Democratic lawmakers, particularly progressives, are urging President Biden to try to circumvent a Friday Supreme Court ruling blocking his student debt forgiveness program.
Why it matters: Pressure from the left has been effective in getting Biden to look past his own reservations about the legality of broad executive actions.
What they're saying: "As President Biden said yesterday following the court’s bad ruling on affirmative action, 'We cannot let this decision be the last word'," Rep. Ilhan Omar (D-Minn.) said in a statement.
- Omar, one of the leaders of the Congressional Progressive Caucus, said "every option needs to be on the table," calling for the administration to "continue the fight—to follow through on their promise" to borrowers.
- Sen. Alex Padilla (D-Calif.) said that "while the Supreme Court closed the door to this approach, I refuse to believe there’s no path forward."
- "I am calling on President Biden and Secretary Cardona to use other tools available to them to swiftly cancel student debt," said Rep. Ayanna Pressley (D-Mass.).
The intrigue: The calls also came from Democratic leadership.
- "The fight will not end here," said Senate Majority Leader Chuck Schumer (D-N.Y.). "The Biden administration has remaining legal routes to provide broad-based student debt cancellation."

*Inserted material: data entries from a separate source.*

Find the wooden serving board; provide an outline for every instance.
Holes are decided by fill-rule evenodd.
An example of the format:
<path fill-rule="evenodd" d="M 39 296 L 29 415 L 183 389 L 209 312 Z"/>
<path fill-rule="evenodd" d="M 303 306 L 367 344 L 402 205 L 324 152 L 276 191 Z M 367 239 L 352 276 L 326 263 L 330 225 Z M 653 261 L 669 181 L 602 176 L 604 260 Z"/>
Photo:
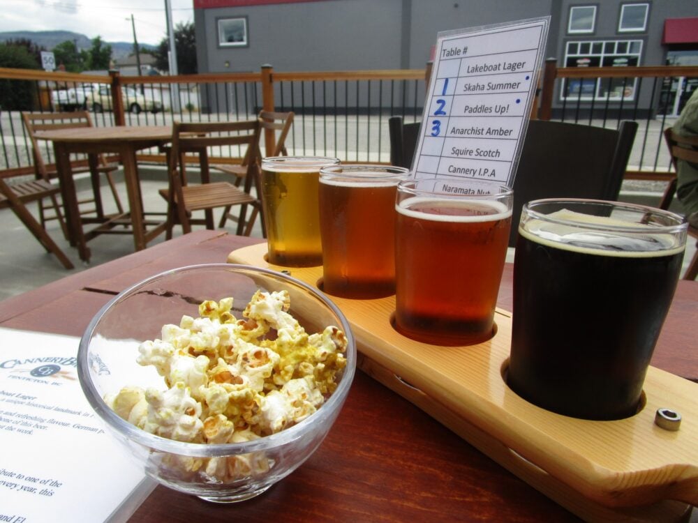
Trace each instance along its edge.
<path fill-rule="evenodd" d="M 265 243 L 231 252 L 230 263 L 276 271 L 317 287 L 322 268 L 268 264 Z M 346 316 L 359 367 L 498 463 L 589 521 L 679 521 L 698 505 L 698 384 L 650 367 L 646 404 L 617 421 L 556 414 L 519 397 L 503 378 L 512 314 L 497 310 L 497 333 L 470 347 L 413 341 L 391 324 L 395 298 L 329 296 Z M 654 424 L 678 411 L 677 432 Z"/>

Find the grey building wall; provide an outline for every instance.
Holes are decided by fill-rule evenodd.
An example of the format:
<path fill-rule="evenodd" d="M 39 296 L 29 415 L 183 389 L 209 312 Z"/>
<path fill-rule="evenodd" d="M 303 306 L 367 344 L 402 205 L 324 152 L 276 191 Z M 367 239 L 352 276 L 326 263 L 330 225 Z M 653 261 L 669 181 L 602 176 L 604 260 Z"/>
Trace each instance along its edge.
<path fill-rule="evenodd" d="M 199 70 L 258 71 L 263 63 L 277 71 L 399 69 L 403 3 L 328 0 L 196 9 L 197 42 L 205 48 Z M 218 47 L 216 20 L 235 16 L 247 17 L 249 47 Z"/>
<path fill-rule="evenodd" d="M 327 0 L 195 9 L 199 70 L 257 71 L 262 63 L 279 71 L 419 69 L 440 31 L 544 16 L 554 3 Z M 247 17 L 249 47 L 219 47 L 216 20 L 238 16 Z"/>

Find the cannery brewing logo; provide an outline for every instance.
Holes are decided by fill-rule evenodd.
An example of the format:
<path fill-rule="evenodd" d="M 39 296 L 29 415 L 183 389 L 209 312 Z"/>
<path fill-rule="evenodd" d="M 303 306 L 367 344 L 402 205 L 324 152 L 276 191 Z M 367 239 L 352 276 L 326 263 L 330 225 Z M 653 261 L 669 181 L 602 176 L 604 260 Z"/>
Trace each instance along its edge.
<path fill-rule="evenodd" d="M 73 356 L 47 356 L 10 359 L 0 363 L 9 370 L 8 377 L 28 381 L 47 382 L 77 379 L 77 359 Z"/>

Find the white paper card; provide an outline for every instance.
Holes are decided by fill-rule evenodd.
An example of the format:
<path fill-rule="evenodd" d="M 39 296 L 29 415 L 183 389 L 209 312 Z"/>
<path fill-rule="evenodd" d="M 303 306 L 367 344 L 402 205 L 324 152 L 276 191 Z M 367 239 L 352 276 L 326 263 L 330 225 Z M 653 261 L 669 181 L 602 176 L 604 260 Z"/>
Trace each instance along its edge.
<path fill-rule="evenodd" d="M 93 414 L 79 343 L 0 328 L 0 521 L 125 521 L 155 487 Z"/>
<path fill-rule="evenodd" d="M 545 17 L 438 33 L 415 178 L 513 185 L 549 24 Z"/>

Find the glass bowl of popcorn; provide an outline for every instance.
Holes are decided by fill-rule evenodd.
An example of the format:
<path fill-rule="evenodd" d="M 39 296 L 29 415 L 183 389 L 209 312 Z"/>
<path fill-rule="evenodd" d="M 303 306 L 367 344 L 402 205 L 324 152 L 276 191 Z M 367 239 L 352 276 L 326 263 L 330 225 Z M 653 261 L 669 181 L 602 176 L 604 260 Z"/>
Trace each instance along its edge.
<path fill-rule="evenodd" d="M 318 448 L 346 399 L 356 347 L 317 289 L 219 264 L 119 294 L 77 358 L 88 401 L 147 476 L 228 503 L 265 492 Z"/>

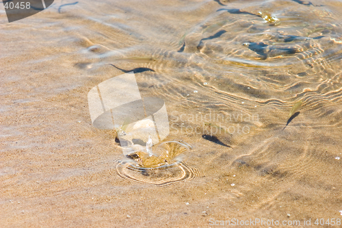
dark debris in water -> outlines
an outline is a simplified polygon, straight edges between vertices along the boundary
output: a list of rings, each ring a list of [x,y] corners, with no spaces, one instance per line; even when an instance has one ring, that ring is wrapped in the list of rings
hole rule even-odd
[[[263,42],[245,42],[243,45],[259,55],[261,60],[279,55],[291,55],[302,51],[298,47],[268,45]]]

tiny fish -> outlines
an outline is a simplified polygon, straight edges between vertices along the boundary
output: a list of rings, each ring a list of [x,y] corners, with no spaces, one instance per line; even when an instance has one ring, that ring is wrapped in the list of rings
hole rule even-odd
[[[290,112],[290,114],[289,115],[289,117],[292,116],[295,113],[295,112],[297,112],[299,110],[300,105],[302,105],[302,101],[297,101],[293,105],[293,106],[292,107],[292,109],[291,110],[291,112]]]
[[[155,59],[152,57],[131,57],[116,59],[116,60],[127,61],[136,63],[148,63],[150,62],[155,61]]]
[[[222,127],[219,127],[213,123],[205,123],[205,125],[206,126],[209,126],[211,127],[215,127],[216,129],[218,129],[218,133],[226,133],[226,134],[228,134],[229,135],[231,135],[229,132],[228,132],[227,131],[226,131],[224,129],[223,129]],[[216,132],[218,133],[218,132]]]

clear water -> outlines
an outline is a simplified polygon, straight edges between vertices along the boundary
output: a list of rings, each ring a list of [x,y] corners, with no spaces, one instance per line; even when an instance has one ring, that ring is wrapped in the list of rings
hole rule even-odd
[[[342,218],[340,1],[75,2],[0,8],[1,227]],[[133,69],[192,147],[148,171],[88,106]]]

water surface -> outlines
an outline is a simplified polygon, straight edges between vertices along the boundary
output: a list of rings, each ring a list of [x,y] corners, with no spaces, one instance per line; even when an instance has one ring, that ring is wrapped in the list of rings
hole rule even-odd
[[[75,2],[0,8],[1,227],[342,218],[341,2]],[[89,90],[131,71],[165,101],[166,141],[192,147],[153,183],[89,115]]]

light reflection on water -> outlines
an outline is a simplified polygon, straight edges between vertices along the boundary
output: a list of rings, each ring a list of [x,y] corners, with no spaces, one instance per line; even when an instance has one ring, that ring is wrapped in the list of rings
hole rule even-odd
[[[186,216],[207,225],[207,215],[341,218],[342,5],[308,2],[83,1],[58,13],[55,1],[2,23],[0,95],[9,107],[1,122],[11,126],[1,134],[5,224],[59,219],[47,211],[68,205],[79,211],[67,209],[74,216],[66,220],[81,225],[91,208],[88,218],[106,225],[103,210],[118,224],[157,224],[172,213],[179,226],[189,225]],[[181,162],[146,175],[124,157],[112,131],[90,124],[88,92],[120,69],[136,71],[142,97],[165,101],[167,140],[194,146]]]

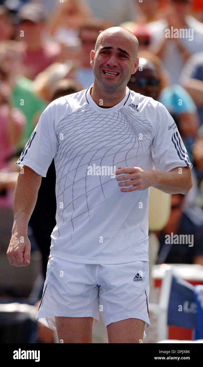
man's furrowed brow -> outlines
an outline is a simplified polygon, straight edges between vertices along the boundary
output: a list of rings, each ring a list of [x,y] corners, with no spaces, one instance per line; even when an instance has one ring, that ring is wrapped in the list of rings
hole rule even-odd
[[[100,51],[102,51],[103,50],[112,50],[113,48],[112,47],[112,46],[106,46],[104,47],[103,47],[101,49]],[[121,52],[122,52],[123,54],[125,54],[125,55],[128,55],[128,56],[130,56],[128,52],[127,52],[127,51],[126,51],[125,50],[122,50],[122,48],[118,48],[118,50],[119,50],[119,51],[121,51]]]
[[[127,51],[125,51],[125,50],[122,50],[122,48],[118,48],[118,50],[123,53],[123,54],[125,54],[125,55],[127,55],[128,56],[129,56],[130,55]]]

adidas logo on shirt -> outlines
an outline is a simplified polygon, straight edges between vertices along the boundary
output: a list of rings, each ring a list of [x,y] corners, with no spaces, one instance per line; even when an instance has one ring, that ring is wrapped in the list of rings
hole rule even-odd
[[[137,109],[138,105],[134,105],[134,103],[132,103],[130,105],[128,105],[132,107],[133,110],[135,110],[136,111],[137,111],[138,112],[139,110]]]
[[[134,281],[141,281],[143,280],[143,278],[142,278],[141,276],[139,273],[135,276],[134,278],[133,278]]]

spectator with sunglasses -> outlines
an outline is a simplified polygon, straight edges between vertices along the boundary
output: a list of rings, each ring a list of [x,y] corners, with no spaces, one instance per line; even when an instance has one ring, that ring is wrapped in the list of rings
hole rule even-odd
[[[161,62],[157,58],[147,52],[140,56],[138,69],[131,76],[128,86],[161,102],[171,114],[178,117],[184,137],[195,137],[199,122],[196,108],[189,94],[180,86],[170,85]],[[189,142],[192,144],[193,141],[191,139]]]

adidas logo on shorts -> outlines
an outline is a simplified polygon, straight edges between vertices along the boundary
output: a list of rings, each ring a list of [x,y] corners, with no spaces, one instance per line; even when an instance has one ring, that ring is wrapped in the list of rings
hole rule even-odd
[[[134,281],[141,281],[142,280],[143,278],[139,273],[138,273],[133,278],[133,280]]]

The other side: “The President of the United States cannot hijack twenty-year-old emergency powers to pad the pockets of his high-earning base,” said Senate Minority Leader Mitch McConnell (R-Ky.), calling the ruling a “heavy blow to Democrats’ distorted and outsized view of executive power.”
- National Republican Senatorial Spokesperson Phil Letsou, in a statement, asked if vulnerable Senate Democrats will “retract their support for Biden’s illegal bailout.”
Zoom in: Similar to their reactions to the court striking down affirmative action in college admissions, Democrats took personal aim at the judges and the court.
- "The rightwing justices reek of corruption," said Omar, citing, among other things, recent reporting about lavish gifts accepted by conservative justices Clarence Thomas and Samuel Alito.
- Schumer said the ruling "shows the callousness of the MAGA Republican-controlled Supreme Court."
- "The hypocrisy is clear: as justices accept lavish, six-figure gifts, they don’t dare to help Americans saddled with student loan debt, instead siding with the powerful, big-monied interests," Schumer said.
Zoom out: In a 6-3 decision on Friday, the court's conservatives ruled that Biden's plan to forgive student loans up to $10,000 for borrowers making under $125,000 and $20,000 for Pell Grant recipients is unconstitutional.
- The justices sided with six Republican state attorneys general who sued to block the plan on the grounds it exceeded the federal government's authority. The program, which saw 26 million applicants, had been blocked by lower federal court orders since November.
- The Department of Education has reportedly been devising backup plans for both a short-term grace period for when loans come due in October, and longer term relief.
- But conservative opponents of student debt relief are similarly preparing to sue to block those potential plans.